Mark Rowlinson has a piece on The Alwoodley in the latest issue of T+L Golf magazine:
Click here.Near as I can find the website does not offer the contributors' page found in the print edition, with mug shots of the contributors. Too bad: Mark pips the actor Peter Gallagher for most-handsome contributor!
(As an aside, this month's issue of T+L Golf is a veritable GCA.com contributor fest, with quotes from Lynn and Geoff Shackelford in a piece on Rustic Canyon and Mike Clayton / Tom Doak references galore in an Australian golf piece.
Apropos, Nick Leefe asked me to pass this along to the group:
"In 1999 Tom Doak said the original greens would have been much larger than today. You mentioned the large green at the short 7th where the 2 front bunkers (L & R) are away from the green. Where we have the closely mown aprons at Alwoodley today they would have been the original greens in the early years, so much larger. The 14th apron area in front of the green is another one that would have extended a long way down.

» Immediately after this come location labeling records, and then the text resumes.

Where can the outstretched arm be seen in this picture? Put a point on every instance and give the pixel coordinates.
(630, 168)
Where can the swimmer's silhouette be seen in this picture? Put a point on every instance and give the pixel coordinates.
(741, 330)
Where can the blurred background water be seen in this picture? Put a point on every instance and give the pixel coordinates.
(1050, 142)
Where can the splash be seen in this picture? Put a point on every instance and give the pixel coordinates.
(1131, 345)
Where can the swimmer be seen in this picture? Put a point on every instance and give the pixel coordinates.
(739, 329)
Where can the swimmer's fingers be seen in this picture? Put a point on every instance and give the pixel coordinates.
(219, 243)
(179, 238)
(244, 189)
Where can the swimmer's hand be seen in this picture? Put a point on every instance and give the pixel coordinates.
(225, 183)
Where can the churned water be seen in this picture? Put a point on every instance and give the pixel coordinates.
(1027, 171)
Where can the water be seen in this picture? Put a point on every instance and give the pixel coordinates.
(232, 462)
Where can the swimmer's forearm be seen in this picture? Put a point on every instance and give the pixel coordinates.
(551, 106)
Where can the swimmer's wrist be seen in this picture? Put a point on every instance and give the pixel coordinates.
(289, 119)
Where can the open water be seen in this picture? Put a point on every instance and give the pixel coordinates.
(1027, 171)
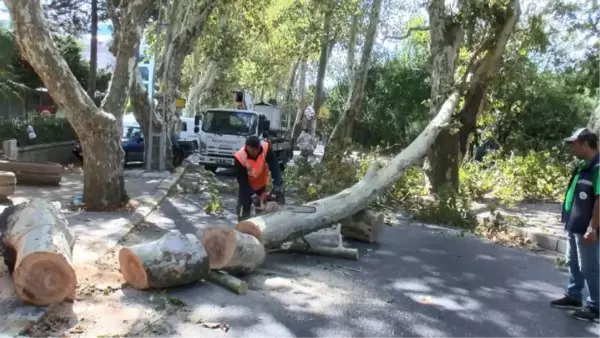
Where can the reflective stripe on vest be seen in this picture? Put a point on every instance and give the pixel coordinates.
(258, 170)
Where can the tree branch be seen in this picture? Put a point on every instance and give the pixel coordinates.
(409, 32)
(132, 20)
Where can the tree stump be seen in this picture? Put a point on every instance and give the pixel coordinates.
(172, 260)
(233, 251)
(8, 181)
(37, 247)
(365, 225)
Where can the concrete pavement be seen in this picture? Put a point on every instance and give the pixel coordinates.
(420, 281)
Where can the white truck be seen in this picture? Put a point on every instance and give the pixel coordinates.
(224, 131)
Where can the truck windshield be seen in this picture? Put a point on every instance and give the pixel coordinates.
(229, 122)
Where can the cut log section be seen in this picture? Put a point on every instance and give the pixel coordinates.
(34, 173)
(172, 260)
(8, 181)
(233, 251)
(365, 225)
(286, 225)
(37, 247)
(228, 281)
(319, 250)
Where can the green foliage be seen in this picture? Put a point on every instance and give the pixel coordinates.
(534, 177)
(48, 129)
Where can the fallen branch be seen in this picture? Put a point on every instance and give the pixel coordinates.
(365, 225)
(38, 245)
(227, 281)
(174, 259)
(233, 251)
(319, 250)
(283, 226)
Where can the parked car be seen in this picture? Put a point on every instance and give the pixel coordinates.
(133, 145)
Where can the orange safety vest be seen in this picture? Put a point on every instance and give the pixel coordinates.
(258, 170)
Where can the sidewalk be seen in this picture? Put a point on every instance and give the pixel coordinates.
(542, 223)
(96, 233)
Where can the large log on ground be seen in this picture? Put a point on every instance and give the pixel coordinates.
(34, 173)
(283, 226)
(233, 251)
(365, 225)
(38, 245)
(172, 260)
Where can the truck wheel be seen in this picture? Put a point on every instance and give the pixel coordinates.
(211, 168)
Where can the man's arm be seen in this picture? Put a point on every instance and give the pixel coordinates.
(274, 167)
(241, 173)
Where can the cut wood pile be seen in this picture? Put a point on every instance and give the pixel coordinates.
(176, 259)
(37, 245)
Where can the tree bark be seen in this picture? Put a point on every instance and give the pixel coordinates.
(352, 46)
(186, 23)
(99, 131)
(37, 250)
(233, 251)
(365, 225)
(319, 250)
(476, 94)
(280, 227)
(446, 33)
(353, 108)
(93, 51)
(323, 59)
(174, 259)
(301, 101)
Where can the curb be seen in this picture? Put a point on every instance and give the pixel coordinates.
(28, 315)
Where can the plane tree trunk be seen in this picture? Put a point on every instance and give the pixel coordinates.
(446, 33)
(97, 128)
(342, 132)
(274, 229)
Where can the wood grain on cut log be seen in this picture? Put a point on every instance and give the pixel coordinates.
(233, 251)
(37, 250)
(172, 260)
(280, 227)
(365, 225)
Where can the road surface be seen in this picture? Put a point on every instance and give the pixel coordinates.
(420, 281)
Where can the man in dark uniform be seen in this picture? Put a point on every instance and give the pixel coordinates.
(581, 215)
(253, 162)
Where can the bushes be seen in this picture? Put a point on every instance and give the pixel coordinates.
(48, 129)
(535, 177)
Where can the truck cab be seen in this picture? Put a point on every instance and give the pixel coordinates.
(224, 131)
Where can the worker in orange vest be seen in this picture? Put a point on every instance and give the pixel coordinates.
(253, 162)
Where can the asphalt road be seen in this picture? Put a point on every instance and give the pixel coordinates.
(420, 281)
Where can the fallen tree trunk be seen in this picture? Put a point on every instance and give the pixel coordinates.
(233, 251)
(172, 260)
(228, 281)
(280, 227)
(38, 245)
(365, 225)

"· The largest green is the 13th with just over 8000 sq feet. Some of Mike de Vries restored greens at the Meadow Club are well over 10,000 sq feet !!!

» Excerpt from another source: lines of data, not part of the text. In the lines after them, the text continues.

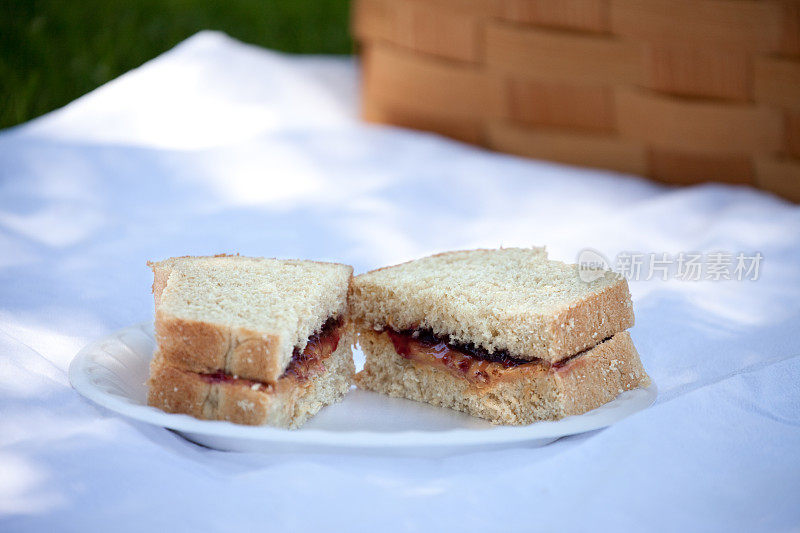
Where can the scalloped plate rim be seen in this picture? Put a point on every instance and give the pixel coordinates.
(451, 438)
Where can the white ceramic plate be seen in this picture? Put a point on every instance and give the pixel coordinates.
(112, 372)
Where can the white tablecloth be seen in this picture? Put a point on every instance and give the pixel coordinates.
(220, 147)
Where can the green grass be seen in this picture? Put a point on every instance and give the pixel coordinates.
(53, 51)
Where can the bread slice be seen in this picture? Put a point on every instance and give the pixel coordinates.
(519, 394)
(511, 300)
(241, 316)
(288, 403)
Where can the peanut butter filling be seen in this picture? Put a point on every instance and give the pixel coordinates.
(305, 364)
(467, 361)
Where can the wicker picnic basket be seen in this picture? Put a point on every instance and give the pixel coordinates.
(679, 90)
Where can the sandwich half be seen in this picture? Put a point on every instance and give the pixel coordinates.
(506, 335)
(250, 340)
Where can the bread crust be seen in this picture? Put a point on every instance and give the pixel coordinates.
(206, 347)
(288, 403)
(528, 394)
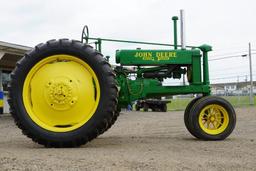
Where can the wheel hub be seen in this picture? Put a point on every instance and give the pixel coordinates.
(61, 93)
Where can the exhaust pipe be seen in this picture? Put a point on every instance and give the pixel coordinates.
(182, 29)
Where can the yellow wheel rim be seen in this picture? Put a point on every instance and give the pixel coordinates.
(213, 119)
(61, 93)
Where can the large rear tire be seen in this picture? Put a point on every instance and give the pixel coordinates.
(63, 94)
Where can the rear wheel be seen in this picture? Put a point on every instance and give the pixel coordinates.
(145, 107)
(63, 94)
(212, 118)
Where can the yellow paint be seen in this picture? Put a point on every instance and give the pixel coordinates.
(61, 93)
(165, 55)
(158, 55)
(144, 55)
(213, 119)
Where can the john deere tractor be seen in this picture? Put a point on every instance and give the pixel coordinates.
(64, 93)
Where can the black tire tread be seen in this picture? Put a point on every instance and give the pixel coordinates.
(101, 126)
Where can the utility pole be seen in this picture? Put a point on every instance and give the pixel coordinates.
(251, 81)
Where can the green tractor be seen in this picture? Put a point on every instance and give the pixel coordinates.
(64, 93)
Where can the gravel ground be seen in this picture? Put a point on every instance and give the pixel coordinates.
(138, 141)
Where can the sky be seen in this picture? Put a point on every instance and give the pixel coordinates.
(227, 25)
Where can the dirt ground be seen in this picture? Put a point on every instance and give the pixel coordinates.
(138, 141)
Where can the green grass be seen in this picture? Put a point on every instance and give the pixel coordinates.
(236, 101)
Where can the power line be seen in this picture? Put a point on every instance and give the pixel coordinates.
(227, 57)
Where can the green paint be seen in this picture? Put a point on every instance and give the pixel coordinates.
(153, 66)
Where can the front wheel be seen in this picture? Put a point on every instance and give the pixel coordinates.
(63, 94)
(211, 118)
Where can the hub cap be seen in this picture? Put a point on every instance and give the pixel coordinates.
(213, 119)
(61, 93)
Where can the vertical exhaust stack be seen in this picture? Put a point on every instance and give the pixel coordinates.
(182, 29)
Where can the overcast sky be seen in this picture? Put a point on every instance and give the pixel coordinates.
(227, 25)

"· Rigs & Furrows. As there was much chat about these I will do some more research, to try & put some approx dates on when these would have been used for the first time, however nimble members do not seem to be worried though I have to say the sideways slopes at 5 have helped me hook my punched run ups into the green from 100 yards or so !!!

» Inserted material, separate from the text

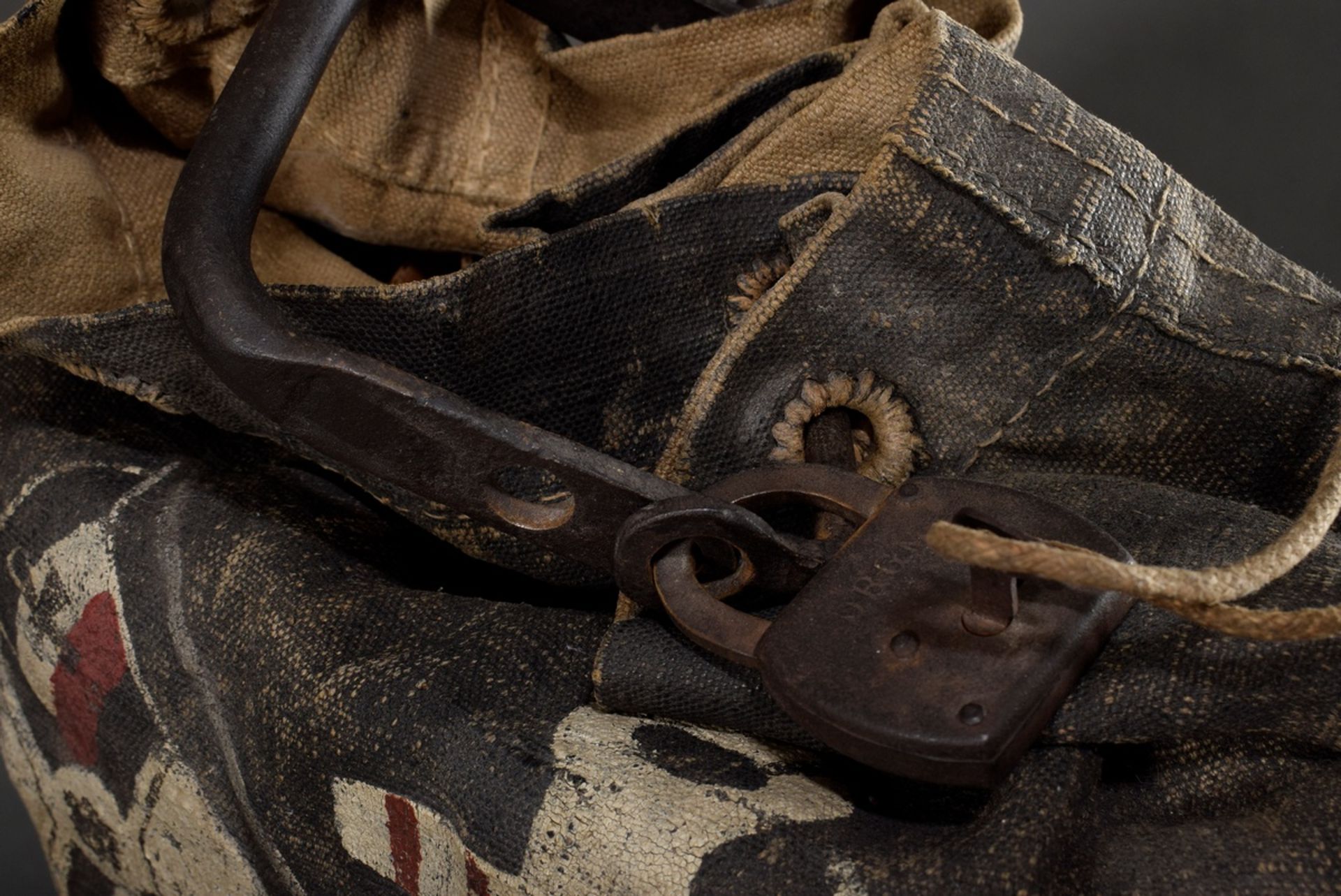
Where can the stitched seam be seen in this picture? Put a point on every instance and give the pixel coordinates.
(1100, 167)
(1090, 341)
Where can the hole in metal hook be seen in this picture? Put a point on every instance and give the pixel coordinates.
(530, 498)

"· Yes we do putt from 60 yards but the longest I have seen holed was about 40 yards down the hill at 17."
There's so much excellent discussion fodder in these two sources, but what I really enjoyed:
1. Mac must have learned from TOC the efficacy of large greens in defending par;
2. Is the putter the most-important club at The Alwoodley? The better players at BUDA rarely pulled driver, and on most-every green at least one golfer and more often two or three, regardless of ability, seemed to struggle to hit his approach close to the flag on those massive, disorienting greens. That put a lot of pressure on the putter out there, didn't it -- especially considering the "effective" size (per Nick's putter comment) of the greens, not just their "official" size. If the putter is numero uno for all players, then that's another TOC lesson learned, yes?
3. Mac's desire to place bunkers hard against greens was something he figured out in his very first design, rather than something learned over time -- the thing that's incredible to me about his design at The Alwoodley is how many things he got right, right from the start, and without the benefit of having a legion of professionalized designers whose work he could have studied;
4. Mark R concludes his piece by noting, "It is hard not to reflect...how differently events might have unfolded had its design not been so successful." One may speculate on who would have gotten his commissions, but what I find far more fascinating is to consider to evolution of green complexes without him. Wild greens would have fallen to Maxwell to innovate, yes? What other design elements might have gone differently?
5. As Mark R notes (in the article and in his excellent history), we in part have the harsh winter of 1907-08 to thank for The Alwoodley, but what I find of interest is to consider the winter in the context of Mark's speculation in #3 above: just how did The Alwoodley come to be accepted as a "success" by club-level golfers, after the committee nearly "came to blows" with Mac during the design and construction? Did it really fall to the blessings of Colt and Fowler? Were the members that dependent on the opinion of professionals to decide their own approval? This club-golfer approval must have been a near thing and by no means unanimous, yes? For we do have the examples of Sitwell Park plus Mac's disappointment over CPC not generating the controversy he'd hoped.